A CMIS Query must contain a SELECT clause and a FROM clause.  It can optionally contain a WHERE clause and an ORDER BY clause.

The SELECT clause must either contain a single "*" or a list of one or more virtual column names. The FROM clause must contain the name of one or more virtual tables. If there is more than one table, the additional tables must be included by using explicit JOINs.

The ORDER BY clause will contain a comma separated list of columns (representing single valued properties) used to sort the output.  All of the columns used to sort the output must be colums that were included in the SELECT statement.

The WHERE clause can use the comparisons that you would expect in the appropriate places (NOT, LIKE, IN, =, <>, <, >, >=, <=). Keep in mind that IDs are not strings and as a result you cannot use LIKE when comparing IDs. In CMIS you cannot define implicit joins in the WHERE clause, all joins must be explicitly made using the JOIN clause. For any joins that are made, they can only be done using equality predicates on single valued properties. Keep in mind that some CMIS compliant repositories that support CMIS Queries, may not support joins.

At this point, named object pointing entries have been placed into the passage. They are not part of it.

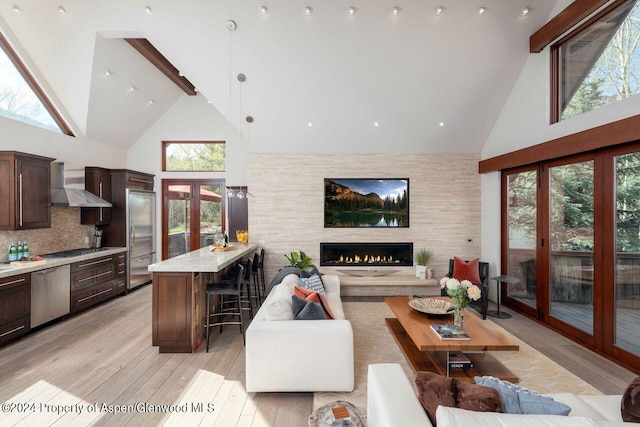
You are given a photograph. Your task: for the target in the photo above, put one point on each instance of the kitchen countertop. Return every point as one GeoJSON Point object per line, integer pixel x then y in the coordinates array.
{"type": "Point", "coordinates": [204, 259]}
{"type": "Point", "coordinates": [7, 270]}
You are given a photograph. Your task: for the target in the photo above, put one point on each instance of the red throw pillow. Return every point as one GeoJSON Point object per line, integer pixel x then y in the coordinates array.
{"type": "Point", "coordinates": [315, 297]}
{"type": "Point", "coordinates": [470, 270]}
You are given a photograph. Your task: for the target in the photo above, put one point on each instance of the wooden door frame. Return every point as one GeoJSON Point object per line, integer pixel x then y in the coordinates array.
{"type": "Point", "coordinates": [194, 208]}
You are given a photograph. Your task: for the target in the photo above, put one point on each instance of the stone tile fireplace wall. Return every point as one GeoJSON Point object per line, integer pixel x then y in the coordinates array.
{"type": "Point", "coordinates": [287, 208]}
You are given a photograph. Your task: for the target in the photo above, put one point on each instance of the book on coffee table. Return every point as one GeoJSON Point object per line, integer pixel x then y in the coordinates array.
{"type": "Point", "coordinates": [449, 332]}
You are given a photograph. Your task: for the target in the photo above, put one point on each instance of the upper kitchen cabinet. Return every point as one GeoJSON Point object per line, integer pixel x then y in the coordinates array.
{"type": "Point", "coordinates": [25, 191]}
{"type": "Point", "coordinates": [123, 178]}
{"type": "Point", "coordinates": [97, 181]}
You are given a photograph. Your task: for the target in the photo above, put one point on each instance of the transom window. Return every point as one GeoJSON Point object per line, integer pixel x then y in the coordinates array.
{"type": "Point", "coordinates": [599, 62]}
{"type": "Point", "coordinates": [194, 156]}
{"type": "Point", "coordinates": [20, 96]}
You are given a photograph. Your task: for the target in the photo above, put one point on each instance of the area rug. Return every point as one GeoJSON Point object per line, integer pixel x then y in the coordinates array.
{"type": "Point", "coordinates": [374, 343]}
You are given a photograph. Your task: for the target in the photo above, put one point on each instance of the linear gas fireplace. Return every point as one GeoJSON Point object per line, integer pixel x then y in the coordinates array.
{"type": "Point", "coordinates": [366, 254]}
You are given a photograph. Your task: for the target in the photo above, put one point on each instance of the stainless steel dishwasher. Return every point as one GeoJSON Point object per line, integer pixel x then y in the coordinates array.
{"type": "Point", "coordinates": [50, 294]}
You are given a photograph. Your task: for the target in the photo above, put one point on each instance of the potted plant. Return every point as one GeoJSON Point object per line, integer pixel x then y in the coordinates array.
{"type": "Point", "coordinates": [423, 256]}
{"type": "Point", "coordinates": [300, 260]}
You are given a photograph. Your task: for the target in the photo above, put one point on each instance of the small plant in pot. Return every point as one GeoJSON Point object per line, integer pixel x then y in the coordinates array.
{"type": "Point", "coordinates": [300, 260]}
{"type": "Point", "coordinates": [423, 256]}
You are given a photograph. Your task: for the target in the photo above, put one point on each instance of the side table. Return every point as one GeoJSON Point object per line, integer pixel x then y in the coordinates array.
{"type": "Point", "coordinates": [323, 417]}
{"type": "Point", "coordinates": [499, 281]}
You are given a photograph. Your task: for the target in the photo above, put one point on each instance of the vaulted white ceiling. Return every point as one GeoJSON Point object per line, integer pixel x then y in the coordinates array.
{"type": "Point", "coordinates": [432, 83]}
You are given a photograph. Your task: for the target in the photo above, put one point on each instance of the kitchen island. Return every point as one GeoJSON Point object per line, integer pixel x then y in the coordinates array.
{"type": "Point", "coordinates": [179, 295]}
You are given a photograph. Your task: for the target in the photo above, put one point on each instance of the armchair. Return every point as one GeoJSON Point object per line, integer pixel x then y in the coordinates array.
{"type": "Point", "coordinates": [482, 304]}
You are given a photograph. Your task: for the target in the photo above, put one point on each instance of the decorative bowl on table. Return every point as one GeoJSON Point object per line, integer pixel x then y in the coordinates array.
{"type": "Point", "coordinates": [432, 306]}
{"type": "Point", "coordinates": [242, 236]}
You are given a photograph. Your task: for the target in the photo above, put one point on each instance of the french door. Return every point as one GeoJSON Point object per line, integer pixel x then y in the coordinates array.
{"type": "Point", "coordinates": [571, 234]}
{"type": "Point", "coordinates": [192, 214]}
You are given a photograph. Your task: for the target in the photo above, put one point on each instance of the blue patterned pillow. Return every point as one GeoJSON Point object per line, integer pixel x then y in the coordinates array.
{"type": "Point", "coordinates": [313, 283]}
{"type": "Point", "coordinates": [518, 400]}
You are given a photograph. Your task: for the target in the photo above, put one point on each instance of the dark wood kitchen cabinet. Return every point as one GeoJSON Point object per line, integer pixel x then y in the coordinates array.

Support for Multi Valued Columns

When comparing columns that represent multi valued properties, you must use precede the column name with the ANY predicate.  Below are some examples

WHERE "RED" = ANY COLOR
...
WHERE ANY COLOR NOT IN ("RED","WHITE","BLUE")
...
WHERE ANY StartDate < '2010-01-01'

Support for Full Text Search

CMIS supports full text search via the CONTAINS and SCORE predicate functions. These two predicates are used together.

The SCORE predicate returns the relevance value of the search made in the CONTAINS predicate.  The value is between 0 and 1, with 0 meaning that the text was not found in the document and 1 indicating a perfect match.  You cannot use the SCORE function without the CONTAINS predicate.  The SCORE function can only be used in the SELECT clause and can be aliased.  If no alias is provided, then there is an implicit alias of SEARCH_SCORE that is defined. The ORDER BY clause must use the alias name of the SCORE result.

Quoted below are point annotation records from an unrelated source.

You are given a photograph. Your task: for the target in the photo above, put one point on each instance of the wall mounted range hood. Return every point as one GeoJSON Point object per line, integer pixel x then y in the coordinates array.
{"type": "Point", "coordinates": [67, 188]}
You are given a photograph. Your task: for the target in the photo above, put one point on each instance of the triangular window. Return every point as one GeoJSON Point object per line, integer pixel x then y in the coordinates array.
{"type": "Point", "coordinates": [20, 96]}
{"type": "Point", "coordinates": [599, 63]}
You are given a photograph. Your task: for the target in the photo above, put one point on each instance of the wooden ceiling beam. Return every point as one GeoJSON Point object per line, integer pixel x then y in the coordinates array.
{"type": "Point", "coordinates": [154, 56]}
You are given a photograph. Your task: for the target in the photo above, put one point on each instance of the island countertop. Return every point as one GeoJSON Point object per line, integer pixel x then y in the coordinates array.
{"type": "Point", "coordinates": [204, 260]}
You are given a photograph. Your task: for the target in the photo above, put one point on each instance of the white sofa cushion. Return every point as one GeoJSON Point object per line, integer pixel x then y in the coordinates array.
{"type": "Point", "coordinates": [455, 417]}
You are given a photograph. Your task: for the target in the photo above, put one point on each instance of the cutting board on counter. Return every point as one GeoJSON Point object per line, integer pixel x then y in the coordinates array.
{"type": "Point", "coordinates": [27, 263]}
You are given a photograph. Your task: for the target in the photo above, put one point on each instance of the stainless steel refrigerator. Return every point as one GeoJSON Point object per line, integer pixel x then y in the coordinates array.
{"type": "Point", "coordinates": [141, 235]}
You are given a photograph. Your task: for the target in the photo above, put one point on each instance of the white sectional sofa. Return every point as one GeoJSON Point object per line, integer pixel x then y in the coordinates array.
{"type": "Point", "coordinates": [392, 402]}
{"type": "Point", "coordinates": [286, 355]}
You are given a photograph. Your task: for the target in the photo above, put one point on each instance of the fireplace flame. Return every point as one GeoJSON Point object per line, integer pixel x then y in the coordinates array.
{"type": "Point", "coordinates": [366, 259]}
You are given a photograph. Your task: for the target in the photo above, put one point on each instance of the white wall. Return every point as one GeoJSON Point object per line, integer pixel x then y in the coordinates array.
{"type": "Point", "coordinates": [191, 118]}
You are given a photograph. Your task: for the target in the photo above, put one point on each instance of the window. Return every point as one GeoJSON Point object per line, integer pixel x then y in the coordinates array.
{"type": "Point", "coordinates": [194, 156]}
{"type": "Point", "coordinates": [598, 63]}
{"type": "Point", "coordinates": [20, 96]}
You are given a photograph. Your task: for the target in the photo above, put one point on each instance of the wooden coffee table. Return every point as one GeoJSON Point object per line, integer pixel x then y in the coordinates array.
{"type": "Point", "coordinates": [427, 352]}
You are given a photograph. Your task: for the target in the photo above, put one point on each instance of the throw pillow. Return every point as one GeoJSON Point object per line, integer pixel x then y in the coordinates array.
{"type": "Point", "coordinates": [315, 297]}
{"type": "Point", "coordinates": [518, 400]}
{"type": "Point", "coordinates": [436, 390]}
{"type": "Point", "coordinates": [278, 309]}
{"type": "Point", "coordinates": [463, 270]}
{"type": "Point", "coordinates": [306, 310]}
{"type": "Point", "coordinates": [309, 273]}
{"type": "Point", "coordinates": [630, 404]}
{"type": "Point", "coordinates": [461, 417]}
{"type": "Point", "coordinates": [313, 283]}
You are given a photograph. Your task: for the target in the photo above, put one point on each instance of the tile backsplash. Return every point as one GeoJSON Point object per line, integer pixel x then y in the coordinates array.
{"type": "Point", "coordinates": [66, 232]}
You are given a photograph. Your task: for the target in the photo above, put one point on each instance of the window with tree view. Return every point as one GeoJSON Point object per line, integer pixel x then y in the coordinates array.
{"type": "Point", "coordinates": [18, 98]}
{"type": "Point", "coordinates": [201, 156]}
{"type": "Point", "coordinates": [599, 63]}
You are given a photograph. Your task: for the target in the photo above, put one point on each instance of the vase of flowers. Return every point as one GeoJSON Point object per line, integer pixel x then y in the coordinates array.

The CONTAINS predicate is used in the WHERE clause and returns a boolean depending upon whether or not the text was found in each document searched. The CONTAINS predicate can only occur once in the query and can only be anded with other predicates in the WHERE clause. If one or more tables are used in the query (in the case of a join) an qualifier must be included, indicating which table the search is being made on. The following shows the syntax for the qualifier

SELECT cmis:objectId, cmis:name, SCORE() as Relevance
FROM Documents
JOIN Attachments on (Documents.AttachmentId = Attachments.cmis:objectId)
WHERE CONTAINS(Attachments,'ECM Web2.0 CMIS REST')
ORDER BY Relevance DESC

Notice in the example above, because we joined the Attachments table, we needed to specify which table the full text search was being executed against.

Support for Folder Location

The IN_TREE() and  IN_FOLDER() predicate functions allow for the limiting of a search to objects files in a particular folder or a folder and its subfolders. These functions accept an optional Qualifier and a mandatory Folder ID (the object ID of a folder) as shown below:

IN_TREE([Qualifier],<folderId>)
...
IN_FOLDER([Qualifier],<folderId>)

The qualifier is required if more than one table is present in the query. Keep in mind that these functions take the folder Id, not the folder path.

Escape Sequences

CMIS compliant repositories must support escaping The backslash (\) is used for escaping and must only be used within quoted strings. Below are the only valid uses for the backslash character

  • \"represents the double-quote character (“)

  • \' represents the single-quote character (‘)
  • \\ represents the backslash character (\)
  • \% represents the percent character (%) - only valid within a LIKE predicate
  • \_ represents the underscore character (_) - only valid within a LIKE predicate

Summary

The CMIS Query Language should simplify the process of searching ECM repositories.  In the case of Alfresco, this is a huge plus as more technologists are familiar with SQL than with the LUCENE query language.